Patrick Reville, MD, MPH, instructor, Department of Leukemia, MD Anderson Cancer Center, elaborates on how certain patients responded to the updated treatment regimen.
Although patients with both high-risk myelodysplastic syndrome (MDS) and mixed phenotype acute leukemia (MPAL) made up a small portion of the study, this group's composite complete response rate was 100%. Patrick Reville, MD, MPH, instructor, Department of Leukemia, MD Anderson Cancer Center, explains the takeaways from this result.
Transcript
What can we learn from the patients with MDS and MPAL in this study?
I think that there's a lot of push in the MDS/AML [acute myeloid leukemia] field to better treat the high-risk MDS patients. There's a series of new diagnostic classification schemes that have come out in the last year that suggests that some of these MDS patients that are in this high-risk category are really prone to progressing to acute myeloid leukemia. Our approach has been that, for those patients, a treatment with an AML-like regimen seems to be really useful for those patients.
The biggest takeaway from those smaller subsets is that, one, the patients with high-risk MDS—and really the patients that we're talking about there are the ones that we're really concerned are going to progress to an aggressive acute myeloid leukemia quickly from that slightly more indolent, high-risk MBS phase—those patients seem to benefit from treatment with an AML-like regimen upfront, and that's why we included them in this study.
Similarly, mixed phenotype acute leukemia is something that isn't very well categorized in terms of how to treat it.

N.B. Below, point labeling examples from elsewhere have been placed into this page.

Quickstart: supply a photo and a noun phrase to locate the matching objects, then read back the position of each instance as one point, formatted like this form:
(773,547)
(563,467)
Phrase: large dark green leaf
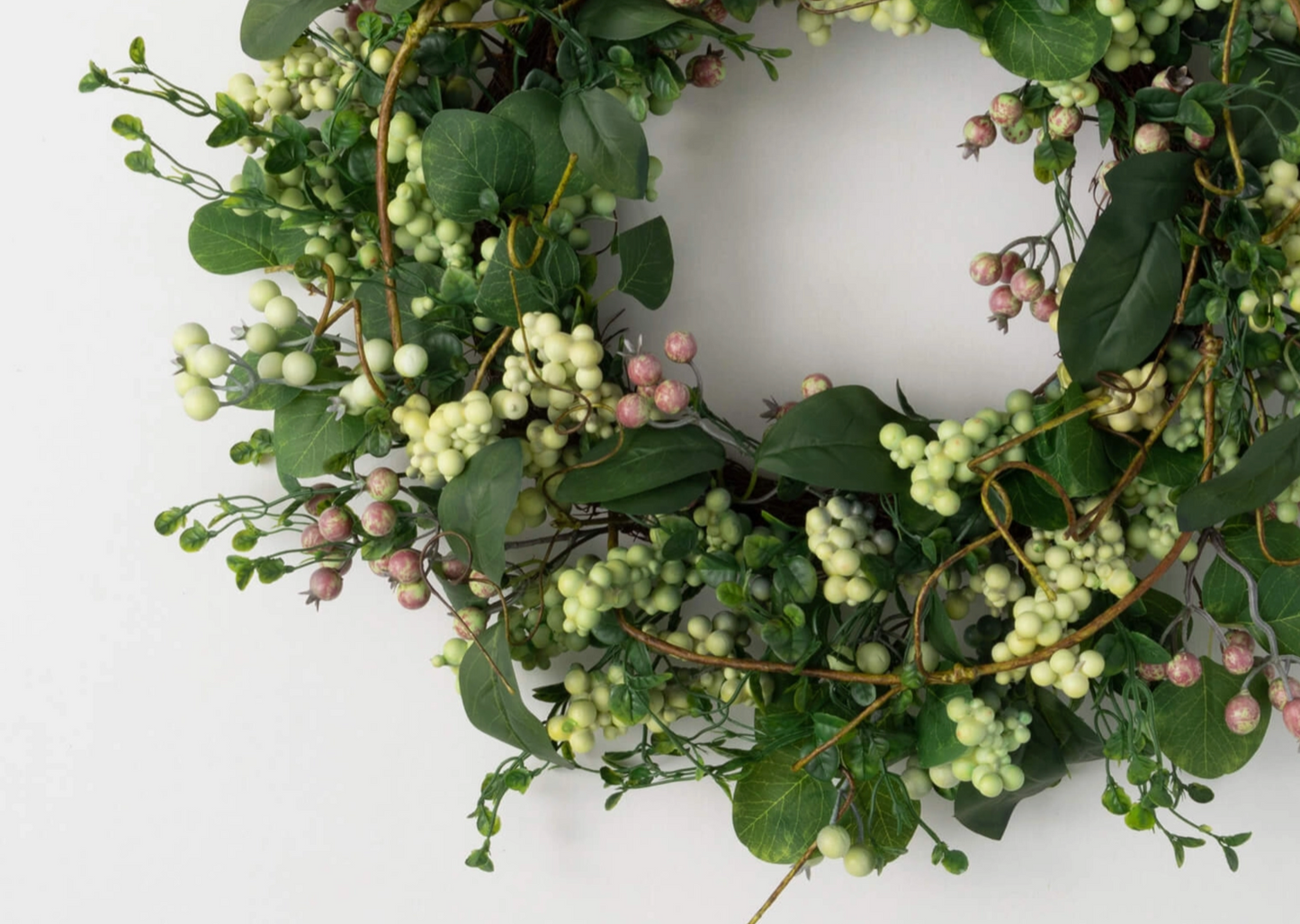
(1279,606)
(271,28)
(537,112)
(610,145)
(491,707)
(1034,43)
(623,20)
(478,503)
(1265,470)
(466,152)
(1124,294)
(1044,767)
(309,435)
(1071,453)
(645,262)
(649,459)
(832,439)
(1191,728)
(777,812)
(937,733)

It's more rare than either AML or MDS by itself. We still struggle sometimes with what's the best way to treat these patients, so we felt strongly about including those patients in this clinical trial to learn better about how we can treat them more effectively.
The other caveat to mention is mixed phenotype acute leukemia is really broken down into those that have more of a lymphoid predominant or more of a myeloid predominant. For these patients, these have more of a myeloid predominance leukemia clone, so for those patients, I think our data would suggest this is a really effective regimen for those people.